Korea has some school policies that are worth exporting to other countries, and one of them is the teacher circulation system. Suspicions have even been raised that those who claim it is unnecessary for good teachers to work in isolated areas, using the simple urban-centered argument that “working in remote areas has nothing to do with ability,” are cherry-picking their own teachers separately.
For the government to accomplish its real policy goal, it would be desirable to provide more inducement by enacting the Special Support Law for the Education of Children of Farmers and Fisheries, which was stopped, and create autonomous schools to give a sense of reward to those who work at schools in remote areas.
Pursuing the expansion of autonomous rights with no guarantee of autonomy could cause many problems.
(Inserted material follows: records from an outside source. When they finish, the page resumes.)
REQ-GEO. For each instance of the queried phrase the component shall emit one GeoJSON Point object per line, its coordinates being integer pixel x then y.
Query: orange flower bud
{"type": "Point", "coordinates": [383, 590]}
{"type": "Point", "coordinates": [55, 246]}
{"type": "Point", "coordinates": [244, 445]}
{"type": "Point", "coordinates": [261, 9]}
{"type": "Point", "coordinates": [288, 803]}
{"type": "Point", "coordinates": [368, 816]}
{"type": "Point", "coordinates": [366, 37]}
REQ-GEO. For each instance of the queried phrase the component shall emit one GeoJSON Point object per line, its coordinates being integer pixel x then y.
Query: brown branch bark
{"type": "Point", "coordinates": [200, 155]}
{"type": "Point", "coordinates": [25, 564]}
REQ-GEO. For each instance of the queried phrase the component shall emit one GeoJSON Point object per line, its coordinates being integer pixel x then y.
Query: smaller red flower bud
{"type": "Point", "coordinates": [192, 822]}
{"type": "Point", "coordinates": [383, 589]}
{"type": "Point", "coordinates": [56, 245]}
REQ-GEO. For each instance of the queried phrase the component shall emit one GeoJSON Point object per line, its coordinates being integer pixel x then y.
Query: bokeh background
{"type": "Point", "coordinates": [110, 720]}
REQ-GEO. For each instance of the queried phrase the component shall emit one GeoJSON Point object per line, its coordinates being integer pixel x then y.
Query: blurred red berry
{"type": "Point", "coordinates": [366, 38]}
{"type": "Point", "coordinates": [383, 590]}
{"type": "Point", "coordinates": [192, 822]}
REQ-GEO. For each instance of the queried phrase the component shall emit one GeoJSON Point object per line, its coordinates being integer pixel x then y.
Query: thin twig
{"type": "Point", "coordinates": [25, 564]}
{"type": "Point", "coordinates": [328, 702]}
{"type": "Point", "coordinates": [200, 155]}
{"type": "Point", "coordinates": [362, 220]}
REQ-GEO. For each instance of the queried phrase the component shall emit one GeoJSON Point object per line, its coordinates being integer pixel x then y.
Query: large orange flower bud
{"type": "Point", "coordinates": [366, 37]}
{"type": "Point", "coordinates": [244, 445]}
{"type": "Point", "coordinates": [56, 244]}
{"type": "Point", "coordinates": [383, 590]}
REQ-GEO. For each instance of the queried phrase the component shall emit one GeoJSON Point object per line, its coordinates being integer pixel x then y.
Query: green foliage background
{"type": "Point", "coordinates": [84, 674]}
Expanding only the rights of autonomy of the principal, so that schools depend mainly on the personal capacity of the principal, appears to be especially problematic when you consider that a principal is supposed to be an expert who can take final responsibility for the decisions and situation of the school. In this case changing the principals by calling them to account, thereby punishing such schools with administrative or financial disadvantages, is no way to pursue reform.
As the students of the school and their parents suffer the ultimate damage, the one who is finally responsible is the government that sent underperforming employees to the school. The government must be the one to compensate students and parents for any damage arising from bad workers. The rights and autonomy of everyone in the school community, including students and parents, should be expanded to reduce the frequency of these cases. Needless to say, the government should, before expanding school autonomy, make sure that areas with weak environments are provided with basic conditions that will make autonomy possible.
Lastly, when it discusses the reform plan I hope the government will examine whether it is passing the buck to rural areas or individual schools under the guise of liberalization. If the government is shirking its duties, passing off responsibility to rural areas or individual schools, it will ultimately become difficult for the government to avoid responsibility no matter how much it emphasizes that decision-making rights have been transferred.
The people will then certainly call the government to account for its actions regardless.
*The writer is the president of the Gwangju National University of Education.